I don't particularly like to comment on current events, but thought I should say something about Donald Trump. His political ascent is one of the most bizarre events in American political history for a number of reasons. If you analyze it purely on a political level it is a predictable development in the sense that the Republican Party has gradually wandered into a remote ideological region and has left its door open to fringe candidates who have nothing coherent to offer. To me it is a sign that the party lacks a central idea. The more disturbing aspect of it is that there are people who actually vote for someone like Trump, whose shortcomings are obvious. He is one of the most overtly elitist candidates ever, yet he has managed to make himself appealing to the common man. Any critical analysis of him immediately reveals that he has no qualifications for the job: he clearly does not understand politics, government, economics, science or world affairs, and he has unusually low ethical standards at a time when they are more essential than ever for most political candidates. Trump is a blatant example of the pitfalls of the American democratic process. Voters need training in how to make rational voting decisions or else have their right to vote rescinded. Fortunately, it appears that Trump will lose by a landslide to Hillary Clinton, who, though by no means an ideal candidate, is a reliable person with an appropriate background.
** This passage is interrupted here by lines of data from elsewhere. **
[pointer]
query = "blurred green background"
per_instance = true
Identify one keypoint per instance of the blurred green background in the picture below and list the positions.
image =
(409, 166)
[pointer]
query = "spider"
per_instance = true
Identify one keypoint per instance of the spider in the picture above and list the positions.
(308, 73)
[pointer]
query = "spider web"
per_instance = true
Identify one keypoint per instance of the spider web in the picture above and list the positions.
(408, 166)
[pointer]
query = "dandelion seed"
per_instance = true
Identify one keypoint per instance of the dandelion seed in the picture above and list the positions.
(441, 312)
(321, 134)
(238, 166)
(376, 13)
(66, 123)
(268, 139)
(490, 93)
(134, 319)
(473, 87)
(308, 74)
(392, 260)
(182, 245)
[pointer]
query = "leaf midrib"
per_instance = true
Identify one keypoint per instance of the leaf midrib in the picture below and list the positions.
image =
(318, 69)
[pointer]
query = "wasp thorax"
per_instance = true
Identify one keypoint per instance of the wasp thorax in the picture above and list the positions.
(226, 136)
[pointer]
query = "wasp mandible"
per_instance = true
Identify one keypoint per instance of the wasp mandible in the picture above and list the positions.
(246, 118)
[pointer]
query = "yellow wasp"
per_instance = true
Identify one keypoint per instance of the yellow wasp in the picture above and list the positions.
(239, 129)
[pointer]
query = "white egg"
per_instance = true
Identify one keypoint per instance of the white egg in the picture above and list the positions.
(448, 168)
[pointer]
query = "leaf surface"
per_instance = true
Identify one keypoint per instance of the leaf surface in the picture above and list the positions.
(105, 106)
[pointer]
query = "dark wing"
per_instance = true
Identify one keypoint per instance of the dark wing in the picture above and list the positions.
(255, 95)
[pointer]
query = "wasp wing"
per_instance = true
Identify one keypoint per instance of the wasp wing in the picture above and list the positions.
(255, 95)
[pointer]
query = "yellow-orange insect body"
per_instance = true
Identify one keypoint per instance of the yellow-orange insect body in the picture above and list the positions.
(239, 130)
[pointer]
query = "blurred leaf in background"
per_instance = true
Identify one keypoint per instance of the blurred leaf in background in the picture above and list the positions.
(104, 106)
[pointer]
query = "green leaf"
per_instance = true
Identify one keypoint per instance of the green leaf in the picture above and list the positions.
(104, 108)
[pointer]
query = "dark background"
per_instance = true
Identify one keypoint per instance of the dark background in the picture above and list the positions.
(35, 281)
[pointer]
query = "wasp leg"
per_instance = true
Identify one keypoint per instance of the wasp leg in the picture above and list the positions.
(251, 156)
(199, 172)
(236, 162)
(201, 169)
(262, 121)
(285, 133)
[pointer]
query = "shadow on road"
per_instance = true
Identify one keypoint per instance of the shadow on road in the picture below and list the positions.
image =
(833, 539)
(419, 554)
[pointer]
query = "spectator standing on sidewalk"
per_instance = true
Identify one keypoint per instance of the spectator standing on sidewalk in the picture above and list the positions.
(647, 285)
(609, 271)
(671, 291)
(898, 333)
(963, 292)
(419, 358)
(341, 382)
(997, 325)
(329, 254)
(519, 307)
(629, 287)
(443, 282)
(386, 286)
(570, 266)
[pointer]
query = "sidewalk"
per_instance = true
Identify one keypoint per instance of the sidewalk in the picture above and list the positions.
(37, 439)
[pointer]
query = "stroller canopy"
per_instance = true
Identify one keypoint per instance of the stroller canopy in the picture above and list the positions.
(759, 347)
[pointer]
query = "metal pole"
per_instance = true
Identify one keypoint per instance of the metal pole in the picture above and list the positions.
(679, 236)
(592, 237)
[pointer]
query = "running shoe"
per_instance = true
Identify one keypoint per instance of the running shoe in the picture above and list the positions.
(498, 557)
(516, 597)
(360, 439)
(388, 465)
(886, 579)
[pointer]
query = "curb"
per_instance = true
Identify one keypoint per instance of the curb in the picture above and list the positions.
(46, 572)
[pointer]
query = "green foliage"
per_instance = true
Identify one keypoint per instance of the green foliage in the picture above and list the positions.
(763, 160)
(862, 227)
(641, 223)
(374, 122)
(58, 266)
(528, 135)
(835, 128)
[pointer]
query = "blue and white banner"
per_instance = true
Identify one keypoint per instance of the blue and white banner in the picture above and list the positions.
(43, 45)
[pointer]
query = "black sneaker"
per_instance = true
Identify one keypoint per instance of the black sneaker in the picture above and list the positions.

The other news event, which seems to be exciting literary people, is the awarding of the Nobel Prize in Literature to Bob Dylan. I have been avoiding reading people's reactions, because I don't care what they think. Nothing has changed in how I see Dylan, and this event is really about the Nobel Committee. The Swedes would have been wise to stay away from aesthetic judgments, because that is not one of their fortes, if they have any. As I've said, Dylan's talent emerged in the 1960's, but has been followed by a barren half-century. Like Richard Feynman, a fellow Ashkenazim, he started with an extraordinary talent. In his case he was able to assimilate vast amounts of music and oral tradition during a time of social upheaval to produce a unique synthesis – all without quite understanding what he was doing. Dylan was never disciplined enough to meet my definition of a great artist; he was a raw talent that fizzled. Since both Dylan and Feynman took up painting as a hobby, you can compare their works and use that as a neutral basis to decide which of them is the better artist. In my judgment, Feynman is the better artist, and that may be because he was more disciplined and a clearer thinker than Dylan. On close examination everything that Dylan ever had to say was derivative of what other people had said, thus he remains an enigma rather than an exemplar of artistic expression.